Our implementation also prevents the above two leakage scenarios. Its computational time does not depend on information on a secret key because of dummy isogenies. By calculating isogenies whose exponents have different signs in the same loop, the order of scalar multiplications of each size and isogenies of each degree do not depend on information on a secret key. Furthermore, our implementation has two branches, the same as the implementation in [15]. The first is if \(Q \ne \infty \) in line 11 in Algorithm 2, which does not involve secret information and affects the computational time (the corresponding branch in the implementation in [15] is in line 9 in Algorithm 1). The second is if \(e_i \ne 0\), line 12 in Algorithm 2, which involves secret information and does not affect the computational time (the corresponding branch in the implementation in [15] is in line 10 in Algorithm 1). This branch can be removed by using conditional swaps and implemented securely. See the code of [15], that is available at https://zenon.cs.hs-rm.de/pqcrypto/constant-csidh-c-implementation. We note that our implementation switches calculation for isogenies associated to positive and negative secret exponents by the indicator s in line 8 in Algorithm 2, which can be computed by bit operations. There are memory accesses which depend on the secret bit s in line 9–10 in Algorithm 2. But one can implement it securely by using a conditional swap to swap the values of \(P_0\) and \(P_1\). As a result, we conclude that our implementation is constant-time as that of [15].

5 Experimental Results

We implemented our algorithm with the speedup techniques proposed by Meyer et al. [15] in C. For the parameters used for the speedup techniques, see our full paper [19]. Our code is based on the code of [15]Footnote 1. (originally from Castryck et al. [3]). Table 1 shows the cycle counts and running times for our implementation and that in [15] For the implementation in [15], we used the code on which our code is based (the code in the footnote 1). We ran both codes on an Intel Xeon Gold 6130 Skylake processor running Ubuntu 16.04.5 LTS. Our implementation has 29.03% fewer clock cycles than the implementation in [15], which is almost the same as the reduction ratio expected by the evaluation of our cost model.

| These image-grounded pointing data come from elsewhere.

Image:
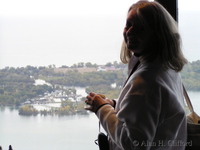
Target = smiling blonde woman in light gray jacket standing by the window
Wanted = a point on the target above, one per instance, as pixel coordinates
(149, 112)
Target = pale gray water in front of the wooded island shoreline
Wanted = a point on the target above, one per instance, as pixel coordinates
(76, 132)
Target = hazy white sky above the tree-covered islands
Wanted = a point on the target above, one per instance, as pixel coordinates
(65, 32)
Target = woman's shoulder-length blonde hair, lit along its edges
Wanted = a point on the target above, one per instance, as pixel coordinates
(167, 45)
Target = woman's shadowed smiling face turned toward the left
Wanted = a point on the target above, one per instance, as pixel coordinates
(135, 35)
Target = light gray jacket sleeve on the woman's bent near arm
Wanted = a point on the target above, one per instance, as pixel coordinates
(136, 122)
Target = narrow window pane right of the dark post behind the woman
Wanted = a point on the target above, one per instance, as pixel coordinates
(189, 23)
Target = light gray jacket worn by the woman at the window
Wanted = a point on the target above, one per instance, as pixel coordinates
(149, 112)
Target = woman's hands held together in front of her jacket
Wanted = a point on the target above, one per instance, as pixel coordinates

Table 1. Performance comparison, averaged over 10,000 runs.

6 Conclusion

We improved a constant-time implementation of commutative supersingular isogeny Diffie-Hellman (CSIDH), which is isogeny-based Diffie-Hellman-style key exchange and a candidate for post-quantum cryptography. Our implementation is based on the constant-time implementation in Meyer et al. [15]. Whereas they used only non-negative key intervals, we used key intervals symmetric with respect to zero. To achieve a constant-time implementation using these intervals, we constructed a new algorithm that keeps two torsion points on an elliptic curve. The additional cost for calculation associated with this point is less than the additional cost in [15] to achieve constant-time. Consequently, our implementation is faster than the implementation in [15]. We implemented our algorithm in C and measuring its clock cycles. The reduction ratio measured by clock cycles is 29.03%.